UCLA

As life expectancy prolongs, the incidence of neurodegenerative diseases continues to rise. The pathogenesis of neurodegenerative diseases is poorly understood and there is no effective long-term therapy. This thesis focus on two neurodegenerative disease: Parkinson’s disease (PD), the second most common neurodegenerative disease and inclusion body myopathy, Paget disease with frontotemporal dementia (IBMPFD) caused by Valosin-containing protein (VCP) mutants. Recent studies accentuate the key role of mitochondrial dysfunction in disease-onset. Mitochondrial fusion/fission is critical for mitochondrial integrity with Mitofusins (Mfn) control the initial step of fusion. We found that Mitofusins are key targets in both Parkinson’s disease and in disease by VCP mutants.

Mutations in PTEN-induced putative kinase 1 (PINK1) and parkin cause autosomal recessive PD. Genetic studies indicate PINK1 and parkin function in a common pathway and negatively regulate Mfn. In chapter two, we identify VCP as a suppressor for PINK1 and parkin mutants and its suppression is achieved through Mfn degradation. VCP missense mutations cause IBMPFD and other neurodegenerative disorders. The pathological mechanism of IBMPFD is not clear and there is no cure. we generated an in vivo IBMPFD model in Drosophila, which recapitulates disease pathologies in human patients; we demonstrated common VCP disease mutants act as hyperactive alleles and found that VCP inhibitors reverse the disease pathology in in vivo disease models as well as in patients’ fibroblasts. Our results strongly suggest VCP inhibitors have therapeutic value.

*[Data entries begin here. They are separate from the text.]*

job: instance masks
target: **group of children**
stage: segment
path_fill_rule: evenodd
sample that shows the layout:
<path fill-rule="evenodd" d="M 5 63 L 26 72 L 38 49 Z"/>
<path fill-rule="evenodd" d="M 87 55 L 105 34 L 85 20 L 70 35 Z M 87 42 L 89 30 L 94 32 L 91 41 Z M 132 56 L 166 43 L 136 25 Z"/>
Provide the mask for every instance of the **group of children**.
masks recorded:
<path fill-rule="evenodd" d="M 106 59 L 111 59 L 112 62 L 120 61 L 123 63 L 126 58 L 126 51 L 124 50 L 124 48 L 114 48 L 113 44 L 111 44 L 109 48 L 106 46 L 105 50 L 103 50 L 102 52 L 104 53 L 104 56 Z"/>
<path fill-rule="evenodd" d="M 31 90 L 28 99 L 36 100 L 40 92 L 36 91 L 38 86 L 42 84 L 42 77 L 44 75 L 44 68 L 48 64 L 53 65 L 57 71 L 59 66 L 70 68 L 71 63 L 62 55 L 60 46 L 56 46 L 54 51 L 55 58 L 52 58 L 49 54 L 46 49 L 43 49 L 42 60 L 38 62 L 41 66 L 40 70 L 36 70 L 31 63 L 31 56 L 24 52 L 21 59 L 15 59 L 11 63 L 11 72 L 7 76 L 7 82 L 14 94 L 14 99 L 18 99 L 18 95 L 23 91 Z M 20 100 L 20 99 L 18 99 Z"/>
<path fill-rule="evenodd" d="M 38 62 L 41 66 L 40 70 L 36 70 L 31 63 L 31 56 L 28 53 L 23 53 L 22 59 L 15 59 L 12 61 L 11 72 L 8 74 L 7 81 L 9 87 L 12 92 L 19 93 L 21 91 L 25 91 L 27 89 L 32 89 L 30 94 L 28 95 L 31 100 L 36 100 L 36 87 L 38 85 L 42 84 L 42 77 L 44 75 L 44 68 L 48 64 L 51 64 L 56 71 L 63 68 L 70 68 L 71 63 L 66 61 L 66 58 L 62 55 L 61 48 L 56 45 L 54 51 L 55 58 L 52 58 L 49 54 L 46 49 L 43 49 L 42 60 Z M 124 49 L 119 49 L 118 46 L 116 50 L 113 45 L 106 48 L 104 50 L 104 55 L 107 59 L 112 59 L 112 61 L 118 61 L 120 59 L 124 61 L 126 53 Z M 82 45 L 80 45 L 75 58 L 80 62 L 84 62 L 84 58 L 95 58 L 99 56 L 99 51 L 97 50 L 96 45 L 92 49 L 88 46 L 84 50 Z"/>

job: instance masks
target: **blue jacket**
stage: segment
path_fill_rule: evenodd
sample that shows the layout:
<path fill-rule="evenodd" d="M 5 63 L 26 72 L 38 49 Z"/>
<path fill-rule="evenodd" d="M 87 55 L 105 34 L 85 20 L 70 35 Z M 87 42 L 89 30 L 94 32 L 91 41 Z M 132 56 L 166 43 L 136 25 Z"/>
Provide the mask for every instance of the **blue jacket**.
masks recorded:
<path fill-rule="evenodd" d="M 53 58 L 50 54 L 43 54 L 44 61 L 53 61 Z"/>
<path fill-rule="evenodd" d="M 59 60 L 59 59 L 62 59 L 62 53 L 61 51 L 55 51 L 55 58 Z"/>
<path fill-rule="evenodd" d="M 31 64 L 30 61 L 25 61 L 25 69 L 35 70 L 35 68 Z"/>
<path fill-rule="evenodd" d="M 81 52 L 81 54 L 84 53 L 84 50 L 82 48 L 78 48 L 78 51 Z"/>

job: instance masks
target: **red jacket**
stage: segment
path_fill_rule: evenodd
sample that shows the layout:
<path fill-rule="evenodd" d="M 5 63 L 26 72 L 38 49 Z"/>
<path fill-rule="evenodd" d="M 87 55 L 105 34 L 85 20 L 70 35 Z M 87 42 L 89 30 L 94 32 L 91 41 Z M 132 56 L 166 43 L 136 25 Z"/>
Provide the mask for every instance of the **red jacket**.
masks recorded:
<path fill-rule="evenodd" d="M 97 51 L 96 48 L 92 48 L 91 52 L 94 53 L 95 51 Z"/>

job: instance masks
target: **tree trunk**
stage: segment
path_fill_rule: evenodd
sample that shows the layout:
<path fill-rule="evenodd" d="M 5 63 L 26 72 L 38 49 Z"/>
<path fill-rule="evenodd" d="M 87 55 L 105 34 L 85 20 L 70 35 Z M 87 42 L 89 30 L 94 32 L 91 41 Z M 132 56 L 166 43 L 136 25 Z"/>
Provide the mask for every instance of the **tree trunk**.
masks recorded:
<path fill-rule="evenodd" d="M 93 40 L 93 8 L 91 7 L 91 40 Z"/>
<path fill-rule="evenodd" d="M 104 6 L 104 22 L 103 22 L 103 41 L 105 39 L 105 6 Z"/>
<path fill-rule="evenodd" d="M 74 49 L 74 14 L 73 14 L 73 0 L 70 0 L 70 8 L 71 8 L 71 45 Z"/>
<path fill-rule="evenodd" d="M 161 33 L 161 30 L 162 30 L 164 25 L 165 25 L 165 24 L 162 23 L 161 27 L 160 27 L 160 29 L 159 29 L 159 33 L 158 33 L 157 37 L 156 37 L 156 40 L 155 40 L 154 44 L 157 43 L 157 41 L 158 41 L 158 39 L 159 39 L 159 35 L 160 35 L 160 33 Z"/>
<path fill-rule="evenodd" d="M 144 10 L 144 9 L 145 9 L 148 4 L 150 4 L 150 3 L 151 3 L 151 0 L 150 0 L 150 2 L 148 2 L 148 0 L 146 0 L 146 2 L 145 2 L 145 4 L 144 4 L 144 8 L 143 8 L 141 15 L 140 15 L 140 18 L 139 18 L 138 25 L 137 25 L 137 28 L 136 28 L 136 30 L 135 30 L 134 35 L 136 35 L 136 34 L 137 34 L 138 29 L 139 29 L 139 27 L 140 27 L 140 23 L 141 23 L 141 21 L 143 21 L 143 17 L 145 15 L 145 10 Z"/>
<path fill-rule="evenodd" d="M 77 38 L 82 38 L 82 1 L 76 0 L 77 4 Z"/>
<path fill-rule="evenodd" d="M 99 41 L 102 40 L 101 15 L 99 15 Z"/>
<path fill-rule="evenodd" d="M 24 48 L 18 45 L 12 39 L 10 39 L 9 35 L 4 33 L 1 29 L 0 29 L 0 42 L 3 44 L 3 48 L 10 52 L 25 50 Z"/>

Mitofusins are key substrates of ubiquitin E3 ligase Parkin. Yet the exact mechanism of the ubiquitination is not well-understood. In chapter three, we identified critical lysine sites for Mitofusin ubiquitination by Parkin in Drosophila as well as in mammalian cells. Flies harboring mutated lysine sites display severe tissue defects. Parkin-mediated mitophagy plays a major role in mitochondrial quality control. Lysine mutants delay Parkin-mediated degradation of Mitofusins and mitophagy. Our results uncover the important regulatory role of Mitofusins in mitochondrial quality control and tissue health.

Together, our work demonstrates that utilizing Drosophila and human cells, we could establish reliable in vivo and in vitro models of neurodegenerative disease, unravel novel disease mechanism and identify therapy for these devastating diseases.